Other actors included the members of the Xindi council. As with Kim and Anderson, Tucker Smallwood had already appeared on Voyager, as Admiral Bullock in the episode "In the Flesh". He appeared as his Xindi character nine times during the third season of Enterprise. Randy Oglesby, who played Degra, was another Voyager alumnus. He had appeared as Kir in the episode "Counterpoint". Rick Worthy had appeared as several different characters in the Star Trek franchise, including an appearance in the 1998 film Star Trek: Insurrection. As well as Kornan in the Star Trek: Deep Space Nine episode "Soldiers of the Empire", he too had appeared in Voyager, but in two roles; first as the androids 3947 and 122 in "Prototype" and then as Noah Lessing in "Equinox". In addition, making a return to the Star Trek franchise was Stephen McHattie, who had previously appeared as the Romulan senator Vreenak in the Deep Space Nine episode "In the Pale Moonlight".

==Reception==
"The Xindi" was first aired in the United States on UPN on September 10, 2003. According to Nielsen Media Research, it received a 2.6/5 percent share among adults. This means that it was seen by 2.6 percent of all households, and 5 percent of all of those watching television at the time of the broadcast. It was estimated that "The Xindi" was watched by 4.1 million viewers. The following episode, "Anomaly", received the same rating but the viewer number increased by 200,000.

Robert Bianco reviewed "The Xindi" for USA Today, giving it two out of four stars. He said that while the Xindi storyline "does promise to provide more action and excitement", some of the alterations "smack[ed] of desperation". He called T'Pol "Seven of Vulcan", and said the main issue with the series was the "subpar" writing.
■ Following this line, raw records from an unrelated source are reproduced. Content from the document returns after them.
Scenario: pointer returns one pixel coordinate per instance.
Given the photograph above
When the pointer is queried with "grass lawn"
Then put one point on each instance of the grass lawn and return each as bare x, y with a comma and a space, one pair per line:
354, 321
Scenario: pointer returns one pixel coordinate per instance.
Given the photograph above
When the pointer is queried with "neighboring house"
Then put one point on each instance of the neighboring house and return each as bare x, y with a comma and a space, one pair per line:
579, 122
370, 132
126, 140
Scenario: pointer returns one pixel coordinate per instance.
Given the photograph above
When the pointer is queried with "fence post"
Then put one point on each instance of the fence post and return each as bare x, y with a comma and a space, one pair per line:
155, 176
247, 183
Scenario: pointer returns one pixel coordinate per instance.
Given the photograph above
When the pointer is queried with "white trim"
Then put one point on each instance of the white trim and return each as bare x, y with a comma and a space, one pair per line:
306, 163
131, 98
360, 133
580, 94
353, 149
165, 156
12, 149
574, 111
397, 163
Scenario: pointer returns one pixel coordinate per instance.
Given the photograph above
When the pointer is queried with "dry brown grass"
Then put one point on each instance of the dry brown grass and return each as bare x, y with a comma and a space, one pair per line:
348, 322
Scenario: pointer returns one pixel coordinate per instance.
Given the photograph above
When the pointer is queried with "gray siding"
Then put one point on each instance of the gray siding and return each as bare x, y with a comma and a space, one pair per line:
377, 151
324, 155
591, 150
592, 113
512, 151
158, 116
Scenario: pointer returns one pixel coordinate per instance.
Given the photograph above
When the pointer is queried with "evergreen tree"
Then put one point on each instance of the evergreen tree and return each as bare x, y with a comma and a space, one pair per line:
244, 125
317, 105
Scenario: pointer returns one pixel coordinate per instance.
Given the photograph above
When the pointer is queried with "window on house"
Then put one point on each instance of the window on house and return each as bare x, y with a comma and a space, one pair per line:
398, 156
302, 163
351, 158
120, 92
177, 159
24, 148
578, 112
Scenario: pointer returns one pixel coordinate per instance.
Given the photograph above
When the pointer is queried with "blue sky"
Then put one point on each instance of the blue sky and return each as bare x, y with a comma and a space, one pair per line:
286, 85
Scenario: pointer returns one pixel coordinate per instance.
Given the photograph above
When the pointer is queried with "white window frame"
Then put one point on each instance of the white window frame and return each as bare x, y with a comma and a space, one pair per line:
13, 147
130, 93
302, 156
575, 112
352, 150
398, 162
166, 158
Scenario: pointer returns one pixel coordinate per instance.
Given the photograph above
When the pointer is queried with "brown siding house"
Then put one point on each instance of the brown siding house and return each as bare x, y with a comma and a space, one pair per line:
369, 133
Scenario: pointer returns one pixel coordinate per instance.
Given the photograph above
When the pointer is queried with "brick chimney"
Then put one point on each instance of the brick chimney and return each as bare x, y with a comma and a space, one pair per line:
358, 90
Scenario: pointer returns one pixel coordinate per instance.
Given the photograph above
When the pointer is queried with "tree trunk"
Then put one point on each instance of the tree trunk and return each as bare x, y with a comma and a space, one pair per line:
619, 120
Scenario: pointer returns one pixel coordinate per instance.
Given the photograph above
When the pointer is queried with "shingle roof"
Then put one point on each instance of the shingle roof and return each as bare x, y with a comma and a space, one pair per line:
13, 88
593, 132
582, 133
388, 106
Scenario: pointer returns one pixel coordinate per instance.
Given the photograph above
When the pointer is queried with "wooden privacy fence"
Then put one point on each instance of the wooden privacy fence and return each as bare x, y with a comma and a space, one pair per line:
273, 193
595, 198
In this episode, he felt that Tucker was written so poorly that Trineer seemed like he was overacting to compensate for it.
Rob Owen of the Pittsburgh Post-Gazette described the new season as "less boring", he appreciated the faster pace than most episodes "but it does trip over itself", but criticized the incomprehensible aliens and ridiculous seduction scene between T'Pol and Trip.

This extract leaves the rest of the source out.